Henry Wilcoxon, Colin Tapley, and C.V. France in If I Were King

Nine months in France were required to prepare for If I Were King, and the French government cooperated by allowing a replica to be made of the Louvre Palace throne.

Whether Preston Sturges, who at the time was Paramount's top writer, had a collaborator in writing the script is unclear: some early drafts have the name "Jackson" on them as well as Sturges', but the identity of "Jackson" has not been determined.
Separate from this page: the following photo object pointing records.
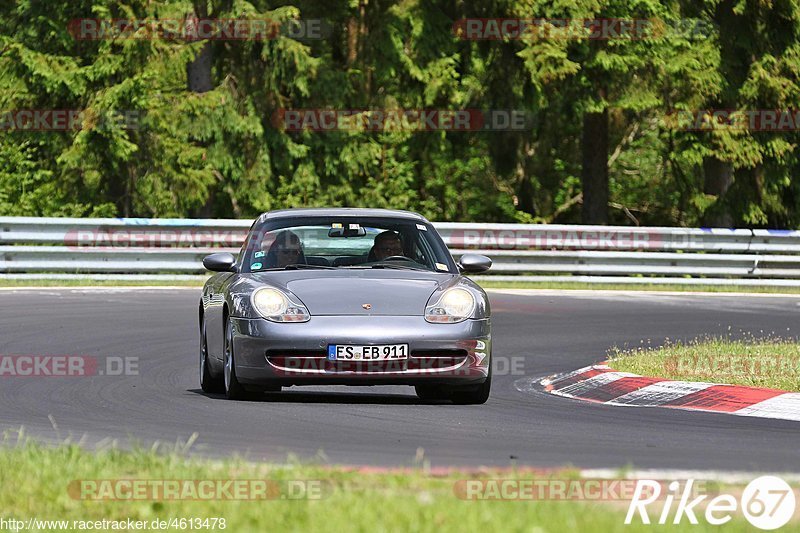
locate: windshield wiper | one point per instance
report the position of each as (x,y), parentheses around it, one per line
(299,266)
(398,266)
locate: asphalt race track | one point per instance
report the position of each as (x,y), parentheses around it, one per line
(536,335)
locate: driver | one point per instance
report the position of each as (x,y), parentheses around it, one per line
(387,244)
(285,250)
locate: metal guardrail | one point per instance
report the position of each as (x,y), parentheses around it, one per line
(166,248)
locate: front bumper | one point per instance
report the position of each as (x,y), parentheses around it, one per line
(268,353)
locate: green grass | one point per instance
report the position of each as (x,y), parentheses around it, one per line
(770,362)
(35,479)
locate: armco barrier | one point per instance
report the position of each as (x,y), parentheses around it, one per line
(172,248)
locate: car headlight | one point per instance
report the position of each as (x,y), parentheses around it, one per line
(277,306)
(453,305)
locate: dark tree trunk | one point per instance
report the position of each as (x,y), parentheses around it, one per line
(198,71)
(594,174)
(718,177)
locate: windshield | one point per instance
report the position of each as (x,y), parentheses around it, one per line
(345,242)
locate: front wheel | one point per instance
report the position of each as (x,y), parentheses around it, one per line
(475,396)
(233,389)
(208,382)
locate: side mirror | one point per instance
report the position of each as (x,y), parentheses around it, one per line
(474,263)
(221,262)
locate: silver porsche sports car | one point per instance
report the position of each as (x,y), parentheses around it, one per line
(348,297)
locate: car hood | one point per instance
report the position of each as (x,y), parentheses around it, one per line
(360,292)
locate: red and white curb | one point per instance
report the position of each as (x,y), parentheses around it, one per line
(602,384)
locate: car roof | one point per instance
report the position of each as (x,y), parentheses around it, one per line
(341,212)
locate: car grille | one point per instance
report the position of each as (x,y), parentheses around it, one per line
(316,360)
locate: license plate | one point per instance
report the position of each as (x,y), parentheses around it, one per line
(354,352)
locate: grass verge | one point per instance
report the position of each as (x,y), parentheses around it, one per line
(772,362)
(36,481)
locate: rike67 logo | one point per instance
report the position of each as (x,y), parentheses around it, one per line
(768,503)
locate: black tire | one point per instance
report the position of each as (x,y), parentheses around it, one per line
(475,396)
(430,393)
(233,389)
(208,382)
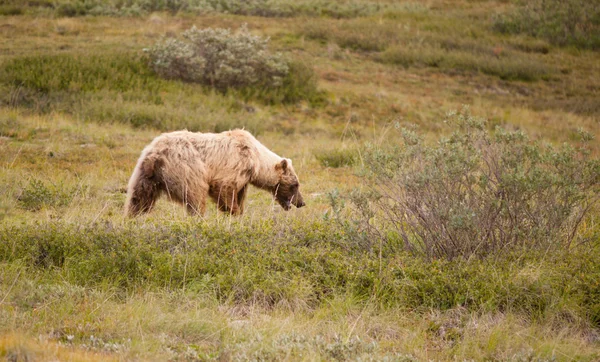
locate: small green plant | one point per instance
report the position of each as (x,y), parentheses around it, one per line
(219,58)
(508,67)
(241,61)
(337,157)
(476,193)
(38,194)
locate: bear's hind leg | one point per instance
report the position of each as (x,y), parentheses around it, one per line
(142,196)
(226,198)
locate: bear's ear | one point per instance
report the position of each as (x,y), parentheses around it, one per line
(282,165)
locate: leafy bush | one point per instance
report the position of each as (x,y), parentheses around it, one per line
(477,193)
(122,88)
(337,157)
(507,67)
(224,60)
(572,22)
(302,264)
(265,8)
(218,58)
(37,194)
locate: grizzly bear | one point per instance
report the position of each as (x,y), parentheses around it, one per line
(187,167)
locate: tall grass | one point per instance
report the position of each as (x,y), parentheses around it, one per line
(572,22)
(122,88)
(265,8)
(303,265)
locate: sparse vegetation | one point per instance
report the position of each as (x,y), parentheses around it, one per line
(224,60)
(476,193)
(572,22)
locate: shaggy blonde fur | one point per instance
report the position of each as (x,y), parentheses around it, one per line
(188,167)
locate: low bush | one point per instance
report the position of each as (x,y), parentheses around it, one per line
(224,60)
(507,66)
(265,8)
(37,194)
(337,157)
(572,22)
(122,88)
(302,264)
(478,193)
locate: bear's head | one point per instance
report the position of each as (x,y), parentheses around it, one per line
(287,190)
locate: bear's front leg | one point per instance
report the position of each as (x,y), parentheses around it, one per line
(226,198)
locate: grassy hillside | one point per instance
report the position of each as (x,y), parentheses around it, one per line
(383,136)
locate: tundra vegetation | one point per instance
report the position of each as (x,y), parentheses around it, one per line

In any event, Sturges finished a draft by February 1938. The final screenplay included Sturges' own original translations of some of Villon's poems.

The film was in production from 12 May to mid-July 1938. Ralph Faulkner, who played a watchman, acted as stunt coordinator and coached the actors on swordplay, and about 900 extras were used for the battle scenes, one of which was cut by the director after the film had opened.

== Accolades ==
If I Were King was nominated for four Academy Awards:
- Supporting Actor - Basil Rathbone
- Art Direction - Hans Dreier and John B. Goodman
- Music, Original Score - Richard Hageman
- Sound, Recording - Loren L. Ryder

== Other versions ==
There is no connection, apart from the title, between the story and the 1852 comic opera by Adolphe Adam called Si j'étais roi (English: If I Were King).

McCarthy's play premiered on Broadway in 1901 and was revived five times up through 1916. It was first adapted in 1920 as a silent film.

In 1925, composer Rudolf Friml and librettists Brian Hooker and W.H. Post turned it into a successful Broadway operetta, The Vagabond King, which featured the songs "Only a Rose", "Some Day", and "Song of the Vagabonds". The operetta was filmed twice - in 1930, starring Jeanette MacDonald and Dennis King and in 1956, directed by Michael Curtiz. Both film versions used very little of Friml's original score.

The François Villon story was also filmed in 1927 under the title The Beloved Rogue, with John Barrymore in the lead role.

The film was adapted as a radio play on Lux Radio Theater October 16, 1939 with Douglas Fairbanks Jr. Academy Award Theater adapted it on May 11, 1946, with Colman reprising his part.